The truth about leafy greens and E. coliMarch 10, 202004:33
I used to avoid eating red meat after my son’s death, but I realized that if I were to avoid eating everything that’s ever been identified as a culprit food in terms of foodborne illness, there’d be nothing left to eat. It’s just incredible how pervasive foodborne pathogens are in our food supply and how much responsibility is placed on the consumer in terms of proper handling and cooking.
What happened to my son 30 years ago still happens today. I talk with families who buried children from E. coli, salmonella or listeria all the time.
The No. 1 mistake I see people make is a blanket assumption that food is always safe. I don’t want to make people afraid, but there needs to be a better priority put on the idea that food comes with risks. We need to cook it properly, put things in the refrigerator and wash our hands.
Having a raw piece of steak or hamburger does not make you more manly or more American. If you want to do that as a healthy adult in your own house, great. But if you’re in a house with a pregnant woman, young child or an elderly grandparent, you’ve got to realize these are vulnerable populations. They are much more likely to end up in the hospital and dead because of a foodborne pathogen.
When I go into a restaurant and the bathroom is dirty, I don’t even want to know what the kitchen looks like. I look to see if people are cleaning tables, going on a break, taking trash out, smoking and then handling food without washing their hands.

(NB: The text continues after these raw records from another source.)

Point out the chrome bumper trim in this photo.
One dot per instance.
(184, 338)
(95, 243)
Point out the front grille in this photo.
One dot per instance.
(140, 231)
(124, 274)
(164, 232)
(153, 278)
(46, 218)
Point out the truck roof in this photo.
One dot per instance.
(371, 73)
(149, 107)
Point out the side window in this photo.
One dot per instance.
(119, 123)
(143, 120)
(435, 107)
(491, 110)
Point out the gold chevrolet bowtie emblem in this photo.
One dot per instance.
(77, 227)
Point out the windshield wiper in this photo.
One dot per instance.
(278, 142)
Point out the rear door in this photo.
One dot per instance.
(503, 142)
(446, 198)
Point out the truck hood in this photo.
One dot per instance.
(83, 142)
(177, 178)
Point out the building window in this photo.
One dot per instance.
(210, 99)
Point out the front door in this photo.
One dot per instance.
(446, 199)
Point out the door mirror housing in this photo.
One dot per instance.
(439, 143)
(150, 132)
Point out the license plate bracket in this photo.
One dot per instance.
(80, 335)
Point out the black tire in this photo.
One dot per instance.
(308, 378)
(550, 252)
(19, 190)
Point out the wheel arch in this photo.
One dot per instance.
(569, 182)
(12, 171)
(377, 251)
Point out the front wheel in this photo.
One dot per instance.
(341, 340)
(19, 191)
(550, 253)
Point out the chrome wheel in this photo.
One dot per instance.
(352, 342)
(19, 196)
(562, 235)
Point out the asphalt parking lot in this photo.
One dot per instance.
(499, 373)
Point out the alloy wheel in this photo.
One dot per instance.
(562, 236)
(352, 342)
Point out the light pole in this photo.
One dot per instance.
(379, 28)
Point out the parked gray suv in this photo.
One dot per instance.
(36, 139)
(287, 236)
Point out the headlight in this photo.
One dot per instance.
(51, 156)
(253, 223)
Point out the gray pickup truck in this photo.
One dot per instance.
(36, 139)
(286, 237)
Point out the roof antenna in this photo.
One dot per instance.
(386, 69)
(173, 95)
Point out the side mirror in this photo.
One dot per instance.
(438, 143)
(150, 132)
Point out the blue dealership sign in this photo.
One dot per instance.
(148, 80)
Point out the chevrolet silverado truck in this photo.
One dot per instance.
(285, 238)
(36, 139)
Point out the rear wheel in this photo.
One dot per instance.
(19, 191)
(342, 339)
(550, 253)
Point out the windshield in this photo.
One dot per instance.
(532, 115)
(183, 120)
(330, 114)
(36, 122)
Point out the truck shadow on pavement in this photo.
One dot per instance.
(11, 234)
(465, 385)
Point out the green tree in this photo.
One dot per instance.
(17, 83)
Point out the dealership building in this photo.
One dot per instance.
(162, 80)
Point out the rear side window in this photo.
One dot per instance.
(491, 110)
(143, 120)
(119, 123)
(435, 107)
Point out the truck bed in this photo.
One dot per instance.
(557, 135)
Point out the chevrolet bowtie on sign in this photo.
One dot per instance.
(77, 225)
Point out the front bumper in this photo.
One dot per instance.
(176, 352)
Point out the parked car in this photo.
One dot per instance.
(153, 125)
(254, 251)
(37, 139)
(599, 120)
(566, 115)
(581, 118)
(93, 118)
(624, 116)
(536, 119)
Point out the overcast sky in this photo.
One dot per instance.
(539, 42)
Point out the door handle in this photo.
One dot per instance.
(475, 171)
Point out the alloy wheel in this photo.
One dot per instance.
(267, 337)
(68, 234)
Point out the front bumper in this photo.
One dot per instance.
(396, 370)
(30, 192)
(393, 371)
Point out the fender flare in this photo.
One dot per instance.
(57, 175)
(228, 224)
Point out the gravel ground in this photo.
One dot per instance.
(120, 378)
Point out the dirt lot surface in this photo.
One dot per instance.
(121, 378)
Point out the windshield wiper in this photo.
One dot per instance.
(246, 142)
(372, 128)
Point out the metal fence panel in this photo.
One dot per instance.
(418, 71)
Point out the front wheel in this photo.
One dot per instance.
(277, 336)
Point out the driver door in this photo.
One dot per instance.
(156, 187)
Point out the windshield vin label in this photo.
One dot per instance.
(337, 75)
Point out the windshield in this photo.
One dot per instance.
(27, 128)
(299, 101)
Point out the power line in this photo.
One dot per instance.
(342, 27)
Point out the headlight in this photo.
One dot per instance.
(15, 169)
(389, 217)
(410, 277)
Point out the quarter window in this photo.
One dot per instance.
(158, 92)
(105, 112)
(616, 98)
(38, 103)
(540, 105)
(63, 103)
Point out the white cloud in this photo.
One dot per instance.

I don’t go to buffets because I think about the holding temperature of the food and how many people come into contact with that food over time.
My mission is to prevent another family from living with a chair forever empty at the family table.
Thirty years ago, I said, “This is 1993. This is the United States of America. How can this be happening?” And just recently, I heard a mother whose daughter was barely hanging on at a children’s hospital say, “It’s 2022. This is United States of America. How can this be happening?”
It brought up this déjà vu in terms of how many families are going through this incredibly tragic moment caused by mostly preventable failures in food safety.